Given a void pointer to a "blob" of raw memory, there are two ways of writing something onto it.
The first way is to use placement new. This method has the advantage of calling the ctor automagically when we are dealing with class-types. However, when I deal with non-class types, would it be better to do a cast instead? I imagine it could possibly be faster.
(pLocation is a void pointer to a blob of memory
// ----- Is this better -----
*reinterpret_cast<char*>(pLocation) = pattern;
/开发者_如何学编程/ ----- Or is this better -----
::new(pLocation) char(pattern);
I had a look at the generated assembly for each of these techniques, using the following program:
#include <new>
char blob[128];
int main() {
void *pLocation = blob;
char pattern = 'x';
#ifdef CAST
*reinterpret_cast<char*>(pLocation) = pattern;
#else
::new(pLocation) char(pattern);
#endif
}
I'm using g++ 4.4.3 on Linux 64-bits with default compiler flags.

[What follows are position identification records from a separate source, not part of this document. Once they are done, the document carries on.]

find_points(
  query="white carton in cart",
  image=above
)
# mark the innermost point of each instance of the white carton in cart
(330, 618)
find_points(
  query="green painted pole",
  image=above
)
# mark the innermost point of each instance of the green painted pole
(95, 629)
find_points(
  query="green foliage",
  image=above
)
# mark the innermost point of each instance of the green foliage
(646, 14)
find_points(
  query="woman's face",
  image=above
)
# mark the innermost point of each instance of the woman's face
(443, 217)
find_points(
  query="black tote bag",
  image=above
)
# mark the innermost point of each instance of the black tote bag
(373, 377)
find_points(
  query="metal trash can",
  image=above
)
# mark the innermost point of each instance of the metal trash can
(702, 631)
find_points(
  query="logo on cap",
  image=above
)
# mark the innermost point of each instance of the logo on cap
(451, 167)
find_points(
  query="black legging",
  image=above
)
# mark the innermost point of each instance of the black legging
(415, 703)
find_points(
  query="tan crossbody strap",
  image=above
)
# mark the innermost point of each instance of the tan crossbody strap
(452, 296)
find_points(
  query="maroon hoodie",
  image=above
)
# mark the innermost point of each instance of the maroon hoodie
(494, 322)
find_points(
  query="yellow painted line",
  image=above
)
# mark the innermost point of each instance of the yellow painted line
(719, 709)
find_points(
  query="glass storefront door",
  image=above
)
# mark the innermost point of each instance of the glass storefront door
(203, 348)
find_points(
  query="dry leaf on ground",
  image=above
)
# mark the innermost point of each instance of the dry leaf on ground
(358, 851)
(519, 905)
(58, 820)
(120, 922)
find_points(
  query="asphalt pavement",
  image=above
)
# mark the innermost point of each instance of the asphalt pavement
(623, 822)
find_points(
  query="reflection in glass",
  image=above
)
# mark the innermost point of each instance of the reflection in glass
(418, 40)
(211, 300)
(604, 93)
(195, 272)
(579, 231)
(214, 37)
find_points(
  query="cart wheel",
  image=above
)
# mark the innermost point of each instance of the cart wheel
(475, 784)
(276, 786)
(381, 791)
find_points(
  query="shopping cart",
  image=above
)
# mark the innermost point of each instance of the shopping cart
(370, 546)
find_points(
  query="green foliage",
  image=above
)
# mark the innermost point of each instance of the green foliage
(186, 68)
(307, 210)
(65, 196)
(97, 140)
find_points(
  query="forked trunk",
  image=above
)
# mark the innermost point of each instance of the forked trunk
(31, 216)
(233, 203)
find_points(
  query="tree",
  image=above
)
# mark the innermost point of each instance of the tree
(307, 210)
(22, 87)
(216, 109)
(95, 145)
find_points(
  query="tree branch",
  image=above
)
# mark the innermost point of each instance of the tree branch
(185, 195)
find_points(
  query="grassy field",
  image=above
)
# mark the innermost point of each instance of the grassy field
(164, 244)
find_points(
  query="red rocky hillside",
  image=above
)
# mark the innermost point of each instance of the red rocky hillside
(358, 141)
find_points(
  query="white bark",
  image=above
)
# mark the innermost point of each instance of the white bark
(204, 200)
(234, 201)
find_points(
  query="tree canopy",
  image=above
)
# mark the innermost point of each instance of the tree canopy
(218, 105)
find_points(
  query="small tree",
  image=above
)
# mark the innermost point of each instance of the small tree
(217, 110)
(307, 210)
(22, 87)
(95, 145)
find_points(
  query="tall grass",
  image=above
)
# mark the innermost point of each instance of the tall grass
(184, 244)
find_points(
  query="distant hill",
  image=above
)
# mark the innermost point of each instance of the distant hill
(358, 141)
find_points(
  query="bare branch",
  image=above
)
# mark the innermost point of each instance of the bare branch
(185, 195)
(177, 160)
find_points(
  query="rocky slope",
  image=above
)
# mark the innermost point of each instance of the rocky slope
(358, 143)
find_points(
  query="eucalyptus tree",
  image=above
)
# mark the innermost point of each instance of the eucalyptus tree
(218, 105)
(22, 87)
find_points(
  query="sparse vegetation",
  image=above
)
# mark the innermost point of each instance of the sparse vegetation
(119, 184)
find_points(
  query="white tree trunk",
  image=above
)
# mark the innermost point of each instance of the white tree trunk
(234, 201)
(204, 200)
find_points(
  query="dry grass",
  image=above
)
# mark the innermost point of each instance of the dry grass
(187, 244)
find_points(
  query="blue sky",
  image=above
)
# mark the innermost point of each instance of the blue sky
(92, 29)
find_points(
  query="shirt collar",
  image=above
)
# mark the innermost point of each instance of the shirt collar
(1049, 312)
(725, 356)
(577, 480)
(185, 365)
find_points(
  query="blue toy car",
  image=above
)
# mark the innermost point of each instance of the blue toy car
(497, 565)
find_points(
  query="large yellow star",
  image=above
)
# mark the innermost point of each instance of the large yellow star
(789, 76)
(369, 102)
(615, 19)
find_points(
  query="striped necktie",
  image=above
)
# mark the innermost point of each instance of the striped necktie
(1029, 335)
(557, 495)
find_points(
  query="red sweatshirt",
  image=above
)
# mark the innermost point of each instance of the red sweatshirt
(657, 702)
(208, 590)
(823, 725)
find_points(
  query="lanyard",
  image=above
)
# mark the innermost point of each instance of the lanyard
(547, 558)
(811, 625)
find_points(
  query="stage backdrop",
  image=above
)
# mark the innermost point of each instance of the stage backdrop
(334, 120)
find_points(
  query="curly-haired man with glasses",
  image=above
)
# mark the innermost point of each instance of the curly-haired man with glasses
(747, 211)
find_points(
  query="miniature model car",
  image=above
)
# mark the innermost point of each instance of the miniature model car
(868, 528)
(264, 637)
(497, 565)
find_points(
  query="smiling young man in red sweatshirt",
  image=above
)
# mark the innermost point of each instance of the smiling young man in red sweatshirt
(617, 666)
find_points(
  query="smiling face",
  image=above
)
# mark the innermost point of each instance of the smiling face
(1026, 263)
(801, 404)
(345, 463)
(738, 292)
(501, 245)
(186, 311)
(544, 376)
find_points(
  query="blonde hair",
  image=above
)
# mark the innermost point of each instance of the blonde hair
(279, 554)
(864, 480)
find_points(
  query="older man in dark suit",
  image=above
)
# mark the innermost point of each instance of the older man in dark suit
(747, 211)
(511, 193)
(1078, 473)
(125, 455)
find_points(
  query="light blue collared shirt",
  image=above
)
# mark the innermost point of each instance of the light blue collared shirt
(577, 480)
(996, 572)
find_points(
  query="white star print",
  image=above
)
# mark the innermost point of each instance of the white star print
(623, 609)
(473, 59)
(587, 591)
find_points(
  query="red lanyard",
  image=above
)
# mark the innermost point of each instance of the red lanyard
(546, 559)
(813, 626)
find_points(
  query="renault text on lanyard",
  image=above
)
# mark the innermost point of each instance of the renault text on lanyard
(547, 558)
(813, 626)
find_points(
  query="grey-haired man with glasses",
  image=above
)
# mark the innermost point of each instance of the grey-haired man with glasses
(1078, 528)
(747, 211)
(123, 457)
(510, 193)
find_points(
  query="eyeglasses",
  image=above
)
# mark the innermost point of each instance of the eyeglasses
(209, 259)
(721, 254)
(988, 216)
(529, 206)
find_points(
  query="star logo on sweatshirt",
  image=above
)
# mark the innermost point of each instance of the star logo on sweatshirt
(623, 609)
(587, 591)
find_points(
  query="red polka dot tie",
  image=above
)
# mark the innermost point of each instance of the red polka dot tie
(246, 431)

The relevant part of the asm for placement new:
movb $120, -1(%rbp)
movq -16(%rbp), %rax
movq %rax, %rsi
movl $1, %edi
call _ZnwmPv
movq %rax, %rdx
testq %rdx, %rdx
je .L5
movzbl -1(%rbp), %edx
movb %dl, (%rax)
.L5:
From what I gather, this actually calls the placement new operator, and checks its return value, even though it always succeeds. It then proceeds to write the value of x
into the returned memory.
And for the reinterpret_cast
:
movb $120, -1(%rbp)
movq -16(%rbp), %rax
movzbl -1(%rbp), %edx
movb %dl, (%rax)
Note that these instructions are identical to the first two and the last two of the placement new
version.
Using -O1
, both pieces of code generate identical assembly:
movb $120, blob(%rip)
So, if you're worried about performance, don't be. Any other sane compiler will probably reduce both to the same code as well.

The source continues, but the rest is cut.